Earlier this month, Google sent a letter to the FEC requesting an advisory opinion on the said plan. The company wants to launch a pilot program that would stop Gmail algorithms from sending campaign emails from some FEC-registered political committees to the spam folder. The Commission sought public opinion on the matter and received an overwhelming response. It is now extending the deadline so more Americans can share what they feel about Google’s plan. This AO (advisory opinion) request from Google is seeing “unusual public interest,” said Weintraub. “We should hear as much feedback as we can.” As said earlier, all comments are made public and you can read them here. We just went through over 200 comments and, unsurprisingly, didn’t find a single American speaking in support of Google. Everyone wants the FEC to deny permission to the tech behemoth for launching the pilot program. No one wants a political email in their inbox. “Unsolicited email is spam, regardless of the source.
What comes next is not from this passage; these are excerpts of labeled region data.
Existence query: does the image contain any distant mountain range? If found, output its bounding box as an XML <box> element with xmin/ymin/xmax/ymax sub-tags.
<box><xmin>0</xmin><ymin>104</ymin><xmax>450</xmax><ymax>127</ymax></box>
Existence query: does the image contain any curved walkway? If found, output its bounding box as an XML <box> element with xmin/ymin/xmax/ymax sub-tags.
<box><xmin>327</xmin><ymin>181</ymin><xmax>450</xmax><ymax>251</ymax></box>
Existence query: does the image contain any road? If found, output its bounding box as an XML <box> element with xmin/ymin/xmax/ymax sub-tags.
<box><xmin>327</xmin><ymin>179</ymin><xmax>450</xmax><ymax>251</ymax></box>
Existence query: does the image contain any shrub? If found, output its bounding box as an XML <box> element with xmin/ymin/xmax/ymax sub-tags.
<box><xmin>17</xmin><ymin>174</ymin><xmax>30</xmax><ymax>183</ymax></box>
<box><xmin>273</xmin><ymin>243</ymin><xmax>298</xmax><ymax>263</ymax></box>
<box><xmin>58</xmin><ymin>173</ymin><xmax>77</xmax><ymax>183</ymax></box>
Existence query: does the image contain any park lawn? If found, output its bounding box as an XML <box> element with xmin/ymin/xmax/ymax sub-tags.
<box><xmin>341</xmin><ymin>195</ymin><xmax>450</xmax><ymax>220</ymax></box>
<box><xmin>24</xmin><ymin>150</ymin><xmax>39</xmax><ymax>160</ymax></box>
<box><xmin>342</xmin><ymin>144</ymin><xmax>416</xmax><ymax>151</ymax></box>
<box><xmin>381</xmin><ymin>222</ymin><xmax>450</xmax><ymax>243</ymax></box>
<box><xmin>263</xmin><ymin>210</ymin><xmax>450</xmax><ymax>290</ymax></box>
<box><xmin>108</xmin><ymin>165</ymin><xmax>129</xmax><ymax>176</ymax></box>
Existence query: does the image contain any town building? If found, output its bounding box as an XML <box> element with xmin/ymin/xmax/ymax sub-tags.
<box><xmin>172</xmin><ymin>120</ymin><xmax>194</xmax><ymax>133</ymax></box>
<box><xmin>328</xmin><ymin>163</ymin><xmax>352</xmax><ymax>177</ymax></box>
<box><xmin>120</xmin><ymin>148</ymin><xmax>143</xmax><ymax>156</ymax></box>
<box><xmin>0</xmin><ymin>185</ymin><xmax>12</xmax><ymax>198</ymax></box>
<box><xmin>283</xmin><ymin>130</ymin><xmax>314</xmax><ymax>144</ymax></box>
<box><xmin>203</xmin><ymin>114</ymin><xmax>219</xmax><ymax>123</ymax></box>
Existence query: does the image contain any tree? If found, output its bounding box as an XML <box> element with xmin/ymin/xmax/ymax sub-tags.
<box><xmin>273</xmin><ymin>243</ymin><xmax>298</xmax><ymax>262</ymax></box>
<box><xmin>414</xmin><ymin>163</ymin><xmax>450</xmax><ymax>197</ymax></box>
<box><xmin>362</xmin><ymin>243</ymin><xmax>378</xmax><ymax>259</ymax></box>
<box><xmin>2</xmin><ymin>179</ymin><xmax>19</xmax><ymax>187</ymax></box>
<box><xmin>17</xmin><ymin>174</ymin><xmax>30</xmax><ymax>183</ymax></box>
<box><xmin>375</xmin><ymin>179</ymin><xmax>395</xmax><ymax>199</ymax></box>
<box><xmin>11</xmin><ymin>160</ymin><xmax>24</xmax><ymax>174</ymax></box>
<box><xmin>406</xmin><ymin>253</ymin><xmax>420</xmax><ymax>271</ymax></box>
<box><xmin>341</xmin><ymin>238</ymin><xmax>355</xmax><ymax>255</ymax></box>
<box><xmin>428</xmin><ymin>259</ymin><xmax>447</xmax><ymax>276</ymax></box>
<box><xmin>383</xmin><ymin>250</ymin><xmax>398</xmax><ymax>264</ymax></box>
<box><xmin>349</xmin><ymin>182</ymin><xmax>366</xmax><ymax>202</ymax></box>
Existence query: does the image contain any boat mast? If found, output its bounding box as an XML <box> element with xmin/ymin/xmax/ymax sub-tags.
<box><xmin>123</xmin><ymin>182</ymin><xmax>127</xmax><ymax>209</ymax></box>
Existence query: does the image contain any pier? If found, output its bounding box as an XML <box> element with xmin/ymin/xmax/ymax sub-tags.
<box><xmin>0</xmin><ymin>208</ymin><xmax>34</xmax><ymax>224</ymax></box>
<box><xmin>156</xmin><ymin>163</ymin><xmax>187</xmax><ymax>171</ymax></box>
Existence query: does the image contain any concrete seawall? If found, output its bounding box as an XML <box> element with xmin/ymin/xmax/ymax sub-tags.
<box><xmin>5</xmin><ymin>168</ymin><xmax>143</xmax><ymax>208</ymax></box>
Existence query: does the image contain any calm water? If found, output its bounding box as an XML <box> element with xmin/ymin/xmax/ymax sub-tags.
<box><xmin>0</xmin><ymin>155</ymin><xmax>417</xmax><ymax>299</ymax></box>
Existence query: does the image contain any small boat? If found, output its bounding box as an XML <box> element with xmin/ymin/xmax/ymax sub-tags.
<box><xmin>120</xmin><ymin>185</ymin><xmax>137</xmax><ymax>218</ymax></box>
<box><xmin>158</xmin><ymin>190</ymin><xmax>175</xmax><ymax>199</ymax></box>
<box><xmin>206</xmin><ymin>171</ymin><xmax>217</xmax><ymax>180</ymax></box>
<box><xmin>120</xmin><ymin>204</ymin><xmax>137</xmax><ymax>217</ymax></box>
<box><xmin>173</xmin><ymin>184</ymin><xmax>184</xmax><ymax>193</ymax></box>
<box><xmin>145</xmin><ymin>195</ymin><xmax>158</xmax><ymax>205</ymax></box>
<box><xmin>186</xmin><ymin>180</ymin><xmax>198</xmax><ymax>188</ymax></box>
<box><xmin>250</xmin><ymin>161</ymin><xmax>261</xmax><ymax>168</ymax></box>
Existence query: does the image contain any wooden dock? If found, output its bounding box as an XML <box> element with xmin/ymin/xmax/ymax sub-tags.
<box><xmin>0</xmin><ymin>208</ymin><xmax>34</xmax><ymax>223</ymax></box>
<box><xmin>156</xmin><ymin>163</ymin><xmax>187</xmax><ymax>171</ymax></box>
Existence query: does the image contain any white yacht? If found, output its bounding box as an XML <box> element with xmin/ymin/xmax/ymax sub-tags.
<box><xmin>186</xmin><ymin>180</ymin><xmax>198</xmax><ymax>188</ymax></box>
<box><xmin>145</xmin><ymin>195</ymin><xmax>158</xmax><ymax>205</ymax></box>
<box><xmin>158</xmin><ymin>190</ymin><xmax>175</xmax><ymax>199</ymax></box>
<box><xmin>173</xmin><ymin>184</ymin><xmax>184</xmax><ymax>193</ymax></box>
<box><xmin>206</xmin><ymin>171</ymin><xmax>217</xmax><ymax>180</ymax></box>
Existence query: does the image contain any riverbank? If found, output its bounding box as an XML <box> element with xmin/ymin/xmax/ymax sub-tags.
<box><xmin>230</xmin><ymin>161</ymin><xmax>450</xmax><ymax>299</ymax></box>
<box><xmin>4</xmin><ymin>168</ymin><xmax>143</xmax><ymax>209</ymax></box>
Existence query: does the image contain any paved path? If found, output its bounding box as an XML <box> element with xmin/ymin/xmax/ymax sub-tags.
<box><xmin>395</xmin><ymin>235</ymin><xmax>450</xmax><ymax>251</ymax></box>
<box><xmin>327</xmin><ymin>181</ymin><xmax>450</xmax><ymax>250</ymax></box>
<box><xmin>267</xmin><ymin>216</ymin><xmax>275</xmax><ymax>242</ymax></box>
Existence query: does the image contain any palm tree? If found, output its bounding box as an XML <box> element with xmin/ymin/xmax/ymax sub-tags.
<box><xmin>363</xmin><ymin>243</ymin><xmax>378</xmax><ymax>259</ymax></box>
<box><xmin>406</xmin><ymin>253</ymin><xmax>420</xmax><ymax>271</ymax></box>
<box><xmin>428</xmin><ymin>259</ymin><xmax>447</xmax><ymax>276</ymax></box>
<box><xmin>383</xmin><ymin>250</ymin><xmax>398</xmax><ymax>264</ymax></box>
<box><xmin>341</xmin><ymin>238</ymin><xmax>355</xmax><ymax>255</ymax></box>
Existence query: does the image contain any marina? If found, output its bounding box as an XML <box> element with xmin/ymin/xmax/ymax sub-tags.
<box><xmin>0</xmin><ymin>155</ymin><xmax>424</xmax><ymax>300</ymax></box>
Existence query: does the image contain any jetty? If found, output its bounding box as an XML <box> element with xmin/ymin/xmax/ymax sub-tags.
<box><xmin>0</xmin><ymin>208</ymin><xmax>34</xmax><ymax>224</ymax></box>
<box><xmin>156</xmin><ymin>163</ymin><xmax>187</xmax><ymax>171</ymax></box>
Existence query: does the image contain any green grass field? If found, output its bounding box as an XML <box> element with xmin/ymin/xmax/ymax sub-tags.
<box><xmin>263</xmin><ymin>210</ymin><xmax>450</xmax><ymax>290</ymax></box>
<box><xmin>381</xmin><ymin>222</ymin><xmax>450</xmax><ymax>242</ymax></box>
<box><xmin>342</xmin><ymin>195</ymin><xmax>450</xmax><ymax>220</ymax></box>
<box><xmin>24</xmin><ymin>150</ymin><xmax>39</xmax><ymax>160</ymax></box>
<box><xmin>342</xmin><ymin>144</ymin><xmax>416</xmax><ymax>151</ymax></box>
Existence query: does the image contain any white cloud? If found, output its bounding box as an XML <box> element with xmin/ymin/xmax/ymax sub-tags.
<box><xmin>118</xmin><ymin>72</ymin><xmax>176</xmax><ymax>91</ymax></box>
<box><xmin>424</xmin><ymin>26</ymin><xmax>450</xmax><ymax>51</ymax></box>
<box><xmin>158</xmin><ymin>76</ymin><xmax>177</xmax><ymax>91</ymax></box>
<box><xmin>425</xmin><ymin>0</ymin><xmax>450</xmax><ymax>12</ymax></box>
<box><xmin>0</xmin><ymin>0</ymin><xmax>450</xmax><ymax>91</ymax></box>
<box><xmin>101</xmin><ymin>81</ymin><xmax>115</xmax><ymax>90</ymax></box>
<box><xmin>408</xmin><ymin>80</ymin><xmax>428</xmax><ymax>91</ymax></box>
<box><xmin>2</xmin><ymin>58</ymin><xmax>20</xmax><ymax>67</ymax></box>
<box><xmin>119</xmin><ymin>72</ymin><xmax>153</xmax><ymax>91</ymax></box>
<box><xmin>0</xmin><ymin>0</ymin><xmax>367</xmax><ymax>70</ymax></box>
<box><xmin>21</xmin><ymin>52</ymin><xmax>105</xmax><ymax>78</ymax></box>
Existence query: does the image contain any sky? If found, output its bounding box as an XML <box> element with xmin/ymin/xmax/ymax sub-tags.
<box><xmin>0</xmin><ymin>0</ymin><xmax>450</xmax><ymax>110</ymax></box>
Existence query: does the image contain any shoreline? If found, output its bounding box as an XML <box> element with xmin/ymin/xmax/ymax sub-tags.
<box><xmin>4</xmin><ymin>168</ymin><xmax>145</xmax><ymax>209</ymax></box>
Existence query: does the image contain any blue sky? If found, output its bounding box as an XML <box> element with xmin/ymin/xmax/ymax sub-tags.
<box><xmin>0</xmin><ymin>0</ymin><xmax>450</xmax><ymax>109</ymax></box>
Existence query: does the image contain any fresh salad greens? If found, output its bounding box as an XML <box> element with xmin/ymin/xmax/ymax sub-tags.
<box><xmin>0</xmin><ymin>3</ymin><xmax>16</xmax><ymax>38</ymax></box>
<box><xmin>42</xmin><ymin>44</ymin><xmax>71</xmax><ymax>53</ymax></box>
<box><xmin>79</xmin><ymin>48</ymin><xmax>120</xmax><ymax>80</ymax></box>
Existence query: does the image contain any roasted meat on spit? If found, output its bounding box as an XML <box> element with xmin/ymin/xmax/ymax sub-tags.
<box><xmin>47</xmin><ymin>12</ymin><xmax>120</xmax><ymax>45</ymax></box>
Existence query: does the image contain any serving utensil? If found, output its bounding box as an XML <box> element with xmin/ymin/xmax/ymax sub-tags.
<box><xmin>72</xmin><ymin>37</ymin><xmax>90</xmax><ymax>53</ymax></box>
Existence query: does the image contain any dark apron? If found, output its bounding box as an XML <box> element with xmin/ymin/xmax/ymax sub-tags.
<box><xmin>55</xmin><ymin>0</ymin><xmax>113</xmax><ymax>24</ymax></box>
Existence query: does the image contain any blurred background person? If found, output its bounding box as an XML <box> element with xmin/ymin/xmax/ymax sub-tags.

No email should be treated differently just because the sender is registered as a political committee,” said one respondent. “Absolutely not. This is a terrible idea that would open the floodgates to even more spammy and abusive political advertisements. No,” added another.

Google wants to ease tensions with political parties

Google wants to “un-spam” all political emails in Gmail to ease tensions with political parties. Earlier this year, Republicans complained that the company is sending their emails to the spam folder at a higher rate than emails from Democrats. Google, expectedly, denied the allegations and stated that its algorithms aren’t biased and do not filter emails based on political affiliation. However, Republicans last month introduced a bill that would require email service providers such as Gmail to share information on their spam filtering algorithms. They want to make it illegal for companies to send political campaign emails to the spam folder with users manually marking them as spam. Google is now pretty much acting on this bill to ease tensions with political parties. But with zero public support, it’ll be interesting to see what the FEC decides. We will keep you posted on the matter.